無用の用 ― 何もしないことに、ちゃんと意味がある

心を整える

最近、「無用の用」という言葉に出会ってから、
ずっと頭の片隅に残っている。

“役に立たないように見えるものが、実はとても大事だったりする”
という考え方。

最初は難しそうに聞こえたけど、
調べてみると、たとえば木の例えが出てくる。
まっすぐで硬くて形のいい木は、すぐに切られて家の材料になるけれど、
曲がっていたり、傷があったり、使いづらい木は生き残って、
森の陰を作り、鳥を休ませ、やがて森を支える。

“役に立たない”からこそ“長く存在できる”。
それが“無用の用”。

この言葉を知ったとき、私は思った。
――なんだか、人生の多くってこれかもしれないなって。


昔の私は、常に“意味”を探していた。
何かをしていないと落ち着かなくて、
「役に立ててない自分」に価値を感じられなかった。

家事も育児も、時間をムダにしないように詰めこんで、
生産的に生きることが“いい母親”“いい大人”の証だと思ってた。

でも、無用の用という言葉に出会ってから、
少しずつ考えが変わってきた。

何もしていないように見える時間にも、
ちゃんと意味がある。


子どもたちを保育園に預けて、
家でひとりになるようになってから、
最初のうちは、罪悪感でいっぱいだった。
「私だけ楽してる気がする」「本当にこれでいいのかな」
そんな思いがぐるぐるしていた。

でもあるとき、こんな言葉を聞いた。

「いざというとき家族の看病をしたり、
急な用事に動ける“フリーな存在”って、
家族にとってはすごく安心なんだよ。
“何もしてない時間”が、
家族にとっての余白や守りになってるんだ。
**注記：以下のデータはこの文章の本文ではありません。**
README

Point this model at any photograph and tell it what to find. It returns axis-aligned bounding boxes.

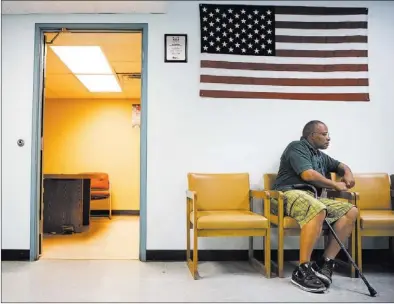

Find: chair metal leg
[187,225,200,280]
[348,225,357,278]
[356,219,363,277]
[248,236,271,279]
[264,228,271,279]
[108,194,112,219]
[278,225,285,278]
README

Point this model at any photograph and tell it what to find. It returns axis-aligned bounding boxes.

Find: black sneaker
[291,262,327,292]
[312,257,335,288]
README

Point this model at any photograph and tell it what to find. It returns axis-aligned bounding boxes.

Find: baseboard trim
[90,210,140,216]
[146,249,390,264]
[1,249,30,261]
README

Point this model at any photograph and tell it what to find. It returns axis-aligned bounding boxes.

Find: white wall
[2,1,394,249]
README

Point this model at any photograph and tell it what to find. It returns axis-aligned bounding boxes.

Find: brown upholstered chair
[335,173,394,271]
[186,173,271,279]
[264,173,356,278]
[81,172,112,219]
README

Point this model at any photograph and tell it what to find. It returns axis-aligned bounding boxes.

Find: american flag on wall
[200,4,369,101]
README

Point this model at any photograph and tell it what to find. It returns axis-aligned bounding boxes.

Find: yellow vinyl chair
[264,173,356,278]
[186,173,271,280]
[335,173,394,271]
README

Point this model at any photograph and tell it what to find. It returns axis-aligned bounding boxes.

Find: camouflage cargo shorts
[271,190,354,228]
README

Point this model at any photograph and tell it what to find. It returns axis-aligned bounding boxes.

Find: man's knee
[314,209,327,224]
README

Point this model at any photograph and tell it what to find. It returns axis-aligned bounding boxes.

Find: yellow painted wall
[43,99,140,210]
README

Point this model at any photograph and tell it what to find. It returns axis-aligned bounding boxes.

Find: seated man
[272,121,358,292]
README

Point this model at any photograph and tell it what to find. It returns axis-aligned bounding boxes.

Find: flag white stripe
[278,42,368,51]
[200,68,368,79]
[275,28,368,37]
[200,53,368,64]
[200,83,368,94]
[275,14,368,22]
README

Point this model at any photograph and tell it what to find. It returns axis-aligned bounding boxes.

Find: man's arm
[301,169,346,191]
[336,163,352,176]
[289,147,346,191]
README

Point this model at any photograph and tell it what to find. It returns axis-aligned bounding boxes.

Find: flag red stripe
[200,75,368,87]
[275,6,368,16]
[275,21,368,30]
[275,35,368,43]
[275,50,368,58]
[200,90,369,102]
[201,60,368,72]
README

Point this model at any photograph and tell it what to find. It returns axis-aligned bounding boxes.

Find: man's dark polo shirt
[273,138,340,191]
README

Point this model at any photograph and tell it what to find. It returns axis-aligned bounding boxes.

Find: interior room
[1,1,394,303]
[41,31,142,259]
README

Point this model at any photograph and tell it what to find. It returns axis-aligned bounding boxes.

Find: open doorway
[30,25,146,259]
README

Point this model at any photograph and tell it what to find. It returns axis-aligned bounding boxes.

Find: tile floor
[2,260,394,303]
[42,216,140,260]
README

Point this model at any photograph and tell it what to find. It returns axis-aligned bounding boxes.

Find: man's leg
[316,199,358,287]
[300,210,326,264]
[324,207,358,260]
[285,190,326,292]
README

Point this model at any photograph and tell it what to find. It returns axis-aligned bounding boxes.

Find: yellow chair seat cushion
[360,210,394,229]
[190,210,268,229]
[271,214,300,229]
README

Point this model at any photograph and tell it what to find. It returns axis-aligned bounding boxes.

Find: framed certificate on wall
[164,34,187,62]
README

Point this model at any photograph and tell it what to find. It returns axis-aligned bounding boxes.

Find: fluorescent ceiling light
[75,75,122,92]
[51,46,112,74]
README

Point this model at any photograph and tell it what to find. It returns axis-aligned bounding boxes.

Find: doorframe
[30,23,148,261]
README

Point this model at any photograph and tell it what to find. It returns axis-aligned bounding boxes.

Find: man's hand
[342,172,356,189]
[334,182,348,191]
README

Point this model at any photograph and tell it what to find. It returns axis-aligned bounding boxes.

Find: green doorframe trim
[30,23,148,261]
」

その瞬間、胸の奥がすっと軽くなった。

――そうか、私が“動ける状態でいること”も、
家族にとっての支えなんだ。

それってまさに、無用の用だなと思った。
誰かを直接助けていなくても、
“在る”ことで誰かを安心させている。
それだけで、ちゃんと役に立ってるのかもしれない。


思えば、子どもが動画を見てぼーっとしている時間も、
私が何もできずにただ座っている時間も、
見えないところで大事な回復をしているのかもしれない。

無駄に見えること、役に立たないように思えることが、
後になって「必要だった」とわかる瞬間がある。

それを信じられるようになってから、
焦ることが減った。

今日、特に何もしなかった日でも、
ちゃんと意味がある。
そんなふうに思える日が増えるようになった。